As a shortstop on the baseball diamond, he’d wait impatiently for the next grounder to be hit in his direction.

‘I guess you can call me greedy,’ Flynn grinned.

Tracing the development of Flynn, Syracuse’s sophomore point guard, usually follows the same path across a few different athletic contexts. In each of them, he’s always demanded to be the center of attention.

On the Pop Warner fields, Flynn was a quarterback. On the baseball field, he was a shortstop.



And for Syracuse, Flynn has logged 1,379 minutes this season with the ball often near his hands, orchestrating the offense as the leather weaves through his legs with impressive pace. Of all the talent Flynn possesses as SU’s floor general, it is his ability to dribble a basketball that may be most acute.

‘He’s almost like Isaiah Thomas,’ said SU assistant coach Mike Hopkins, who added that Flynn is the best ball-handler he’s ever coached. ‘He’s a great ball handler in terms of being able to make spectacular moves with the dribble.’

The spectacular was on display on Sunday, when Flynn preceded a picture-perfect fadeaway against Arizona State with a bounce through the legs that needed slo-mo to appreciate.
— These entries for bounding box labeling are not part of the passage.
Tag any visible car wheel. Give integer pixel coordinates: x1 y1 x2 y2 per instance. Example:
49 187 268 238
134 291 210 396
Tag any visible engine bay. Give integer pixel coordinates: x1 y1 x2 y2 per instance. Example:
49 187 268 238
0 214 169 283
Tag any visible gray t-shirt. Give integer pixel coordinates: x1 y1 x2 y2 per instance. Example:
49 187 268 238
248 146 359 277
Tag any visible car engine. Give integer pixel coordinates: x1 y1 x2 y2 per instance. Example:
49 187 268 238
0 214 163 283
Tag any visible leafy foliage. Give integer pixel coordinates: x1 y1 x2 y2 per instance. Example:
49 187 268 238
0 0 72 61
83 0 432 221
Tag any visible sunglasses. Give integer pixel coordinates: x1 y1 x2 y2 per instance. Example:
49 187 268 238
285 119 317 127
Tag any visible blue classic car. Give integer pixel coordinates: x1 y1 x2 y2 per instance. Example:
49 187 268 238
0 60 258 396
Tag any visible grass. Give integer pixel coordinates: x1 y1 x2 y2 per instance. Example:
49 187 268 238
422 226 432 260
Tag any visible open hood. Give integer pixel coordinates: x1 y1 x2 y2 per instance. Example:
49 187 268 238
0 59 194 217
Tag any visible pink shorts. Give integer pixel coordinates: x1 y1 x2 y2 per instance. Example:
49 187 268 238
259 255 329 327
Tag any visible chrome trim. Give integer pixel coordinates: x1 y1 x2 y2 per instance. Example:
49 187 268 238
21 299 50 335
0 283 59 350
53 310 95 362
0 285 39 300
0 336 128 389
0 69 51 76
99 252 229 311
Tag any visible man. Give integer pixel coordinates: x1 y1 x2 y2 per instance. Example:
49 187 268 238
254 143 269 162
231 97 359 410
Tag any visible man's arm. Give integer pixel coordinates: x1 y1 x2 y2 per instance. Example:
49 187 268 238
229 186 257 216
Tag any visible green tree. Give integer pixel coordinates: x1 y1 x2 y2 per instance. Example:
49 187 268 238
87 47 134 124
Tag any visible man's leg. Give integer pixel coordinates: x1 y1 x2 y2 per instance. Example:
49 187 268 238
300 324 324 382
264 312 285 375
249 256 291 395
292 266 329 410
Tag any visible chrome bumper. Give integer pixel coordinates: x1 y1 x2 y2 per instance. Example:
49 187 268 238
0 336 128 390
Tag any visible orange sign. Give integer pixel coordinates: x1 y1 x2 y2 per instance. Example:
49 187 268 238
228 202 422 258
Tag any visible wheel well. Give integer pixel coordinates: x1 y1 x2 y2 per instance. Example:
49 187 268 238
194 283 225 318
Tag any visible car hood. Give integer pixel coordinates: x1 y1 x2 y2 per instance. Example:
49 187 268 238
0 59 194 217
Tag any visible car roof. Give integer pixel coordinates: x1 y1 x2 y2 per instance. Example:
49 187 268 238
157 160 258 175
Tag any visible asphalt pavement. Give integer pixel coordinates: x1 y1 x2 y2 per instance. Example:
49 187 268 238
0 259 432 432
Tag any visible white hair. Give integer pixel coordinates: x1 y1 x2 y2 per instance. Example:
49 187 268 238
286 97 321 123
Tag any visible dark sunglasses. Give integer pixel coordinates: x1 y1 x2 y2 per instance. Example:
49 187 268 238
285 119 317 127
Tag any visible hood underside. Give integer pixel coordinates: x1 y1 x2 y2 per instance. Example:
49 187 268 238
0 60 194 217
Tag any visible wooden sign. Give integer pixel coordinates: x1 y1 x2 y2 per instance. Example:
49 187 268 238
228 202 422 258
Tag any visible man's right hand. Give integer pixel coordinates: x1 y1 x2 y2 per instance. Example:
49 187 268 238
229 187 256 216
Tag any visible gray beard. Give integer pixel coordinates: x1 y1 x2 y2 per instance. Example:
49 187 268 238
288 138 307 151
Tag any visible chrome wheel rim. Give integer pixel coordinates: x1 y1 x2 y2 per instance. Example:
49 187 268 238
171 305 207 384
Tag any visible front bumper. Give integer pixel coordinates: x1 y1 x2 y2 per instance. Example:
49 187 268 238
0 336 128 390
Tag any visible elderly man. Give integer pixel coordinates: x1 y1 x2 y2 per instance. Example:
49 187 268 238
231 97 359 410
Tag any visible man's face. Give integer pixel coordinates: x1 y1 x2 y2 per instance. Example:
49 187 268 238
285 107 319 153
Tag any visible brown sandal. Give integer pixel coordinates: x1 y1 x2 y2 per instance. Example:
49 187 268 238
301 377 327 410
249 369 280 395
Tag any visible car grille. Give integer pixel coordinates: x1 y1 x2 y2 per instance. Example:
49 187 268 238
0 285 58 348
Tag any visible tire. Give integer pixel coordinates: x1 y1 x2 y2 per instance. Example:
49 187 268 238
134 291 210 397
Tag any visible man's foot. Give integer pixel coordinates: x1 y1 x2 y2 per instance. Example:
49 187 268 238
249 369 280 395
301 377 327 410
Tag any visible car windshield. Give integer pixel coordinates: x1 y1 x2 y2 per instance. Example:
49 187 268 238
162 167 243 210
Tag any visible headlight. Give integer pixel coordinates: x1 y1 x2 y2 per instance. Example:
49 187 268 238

All at once, dribbling re-emerged as a focal point of Flynn’s game.

He was back on the playground, trying to earn oohs and ahhs as a requisite for acceptance into the pickup games the older (and bigger) guys would play. Then, Flynn needed his dribbling to do the talking.

‘Being a small guy, you’ve got to do something to stand out and get on the court,’ Flynn said before practice Tuesday. ‘If you can’t do something like that, if you can’t get oohs and ahhs, the older guys won’t pick you. I think that had a lot to do with it.’

There are natural elements, too. Flynn’s hands are unusually large. His quickness translates into a jerkiness that can elude defenders. His coordination is honed from years of palm-to-leather interaction.

And there’s his personality, that greed he refers to: the desire to want to have the ball in his hands. For a while, it wasn’t always a basketball. Flynn’s first true athletic love was baseball, playing shortstop. On youth football fields, he ran the offenses as a quarterback.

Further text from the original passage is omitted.